Chaz Williams plays for past, future
— -- AMHERST, Mass. -- He is trapped in a trance. A grown man, reluctantly 9 years old again.
Damn that day.
Massachusetts star Chaz Williams stares at a wall while the images of a father taken too soon roll in the theater of his mind. On this breezy Friday afternoon, he is surrounded by photos of Julius Erving and other UMass greats in the team's film room at the Mullins Center.
The star point guard for an undefeated and nationally ranked UMass squad nibbles on a peanut butter and jelly sandwich but only after he meticulously removes and discards its crust.
"Too much bread," he says.
Once he has taken his snack apart, it's now his turn to unravel.
He loathes this necessary tale, the one that helps strangers understand his makeup.
He slumps forward and his gray, baggy UMass sweatshirt inflates his slight frame. His eyes fill, and slowly, he recalls the moment when everything changed for a hopeful third-grader.
That day, he sprinted into his grandmother's house.
He'd earned a high score on one of his elementary school assignments. And he knew she'd be proud.
His father, if able, would have praised him, too.
But he was sick, she told him. So sick that he had to be transported to a hospice while Chaz was at school.
Calvin Williams always brought his son along whenever he played in his feisty Sunday pickup games at the neighborhood rec center in Brooklyn. That's where the boy fell in love with the game he'd soon hate.
"He never did anything wrong in my eyes," Chaz says.
His father had forgotten things in those final weeks, but Williams still tried to enjoy their limited time together during trips to the hospice.
Sometimes, he'd mistakenly call Chaz by his older brother's name. But Chaz refused to accept the reality that a brain tumor was rapidly stealing his father's mind and his life.
Maybe one day he'd come home and discover that his father was well again. Maybe they'd walk to the rec center together and his father would kick the door with the back of his foot three times so that the guys inside would know it was him.
And then, maybe and hope and dreams died one day, evaporating when his grandmother sat him down and told him what he'd always feared.
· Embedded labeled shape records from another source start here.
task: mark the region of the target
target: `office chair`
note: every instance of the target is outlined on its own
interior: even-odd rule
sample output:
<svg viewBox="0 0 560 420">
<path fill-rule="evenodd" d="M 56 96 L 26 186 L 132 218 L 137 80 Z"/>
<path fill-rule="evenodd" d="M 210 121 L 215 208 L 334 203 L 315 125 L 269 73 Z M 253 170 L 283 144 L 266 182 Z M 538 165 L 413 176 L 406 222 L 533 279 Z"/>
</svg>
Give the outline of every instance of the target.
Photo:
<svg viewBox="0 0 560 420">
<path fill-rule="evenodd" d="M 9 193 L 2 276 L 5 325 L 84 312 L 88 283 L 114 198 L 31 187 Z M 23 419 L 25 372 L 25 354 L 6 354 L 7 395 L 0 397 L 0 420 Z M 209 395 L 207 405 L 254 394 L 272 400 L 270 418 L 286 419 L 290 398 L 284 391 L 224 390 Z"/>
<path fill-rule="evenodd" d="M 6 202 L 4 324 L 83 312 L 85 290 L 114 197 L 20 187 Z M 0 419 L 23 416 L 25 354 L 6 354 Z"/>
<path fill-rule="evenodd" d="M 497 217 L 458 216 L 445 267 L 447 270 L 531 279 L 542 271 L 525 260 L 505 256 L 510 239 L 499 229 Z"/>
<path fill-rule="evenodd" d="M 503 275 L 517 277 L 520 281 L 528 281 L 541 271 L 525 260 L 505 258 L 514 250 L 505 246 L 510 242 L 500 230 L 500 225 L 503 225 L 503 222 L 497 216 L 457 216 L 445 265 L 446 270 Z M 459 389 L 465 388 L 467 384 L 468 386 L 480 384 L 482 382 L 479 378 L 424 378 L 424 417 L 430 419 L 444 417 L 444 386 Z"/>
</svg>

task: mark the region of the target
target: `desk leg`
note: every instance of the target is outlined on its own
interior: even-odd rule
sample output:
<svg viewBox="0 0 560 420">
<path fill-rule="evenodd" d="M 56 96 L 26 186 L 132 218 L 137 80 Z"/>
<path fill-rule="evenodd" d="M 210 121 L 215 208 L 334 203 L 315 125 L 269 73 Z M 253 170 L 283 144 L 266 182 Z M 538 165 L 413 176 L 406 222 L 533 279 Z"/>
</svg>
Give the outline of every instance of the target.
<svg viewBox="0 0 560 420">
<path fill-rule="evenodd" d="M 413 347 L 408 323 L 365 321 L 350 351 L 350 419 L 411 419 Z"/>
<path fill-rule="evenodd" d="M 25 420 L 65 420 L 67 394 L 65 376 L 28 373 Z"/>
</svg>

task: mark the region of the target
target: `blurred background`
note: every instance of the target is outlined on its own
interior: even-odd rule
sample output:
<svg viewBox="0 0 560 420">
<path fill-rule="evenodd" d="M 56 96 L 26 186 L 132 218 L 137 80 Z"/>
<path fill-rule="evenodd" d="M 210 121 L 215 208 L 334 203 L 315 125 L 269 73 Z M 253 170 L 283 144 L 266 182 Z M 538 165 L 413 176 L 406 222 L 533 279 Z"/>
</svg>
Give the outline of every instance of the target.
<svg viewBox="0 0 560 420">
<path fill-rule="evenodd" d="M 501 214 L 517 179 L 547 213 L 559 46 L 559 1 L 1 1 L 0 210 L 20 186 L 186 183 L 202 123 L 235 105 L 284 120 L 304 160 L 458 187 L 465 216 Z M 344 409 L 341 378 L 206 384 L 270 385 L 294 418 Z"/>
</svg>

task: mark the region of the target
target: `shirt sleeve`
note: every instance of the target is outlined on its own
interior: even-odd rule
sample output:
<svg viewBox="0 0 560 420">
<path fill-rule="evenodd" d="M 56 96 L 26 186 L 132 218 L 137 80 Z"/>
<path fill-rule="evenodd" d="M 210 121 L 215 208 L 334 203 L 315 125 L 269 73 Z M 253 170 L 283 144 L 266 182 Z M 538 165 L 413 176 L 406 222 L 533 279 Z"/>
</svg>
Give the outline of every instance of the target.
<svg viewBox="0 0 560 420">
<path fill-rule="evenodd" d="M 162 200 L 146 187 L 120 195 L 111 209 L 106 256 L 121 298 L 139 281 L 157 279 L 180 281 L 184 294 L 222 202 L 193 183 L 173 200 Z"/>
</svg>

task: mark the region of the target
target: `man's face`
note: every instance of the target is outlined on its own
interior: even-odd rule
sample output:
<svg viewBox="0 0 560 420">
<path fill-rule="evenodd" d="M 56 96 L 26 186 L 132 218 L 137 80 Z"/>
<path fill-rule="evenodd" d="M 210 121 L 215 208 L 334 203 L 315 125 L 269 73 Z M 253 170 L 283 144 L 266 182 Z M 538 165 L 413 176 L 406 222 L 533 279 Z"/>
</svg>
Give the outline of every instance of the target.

His father was gone.
Thirteen years ago, he lost the hero who always knew his son would overcome all doubts that critics would have about him.
Williams couldn't digest the revelation.
He remembers jumping down a flight of stairs and rushing toward the door.
He had to end the nightmare.
"I just wanted to get hit by a car or something," he says.
Had that happened, however, he would've never had the chance to continue his father's legacy through a 3-year-old princess named Cheree.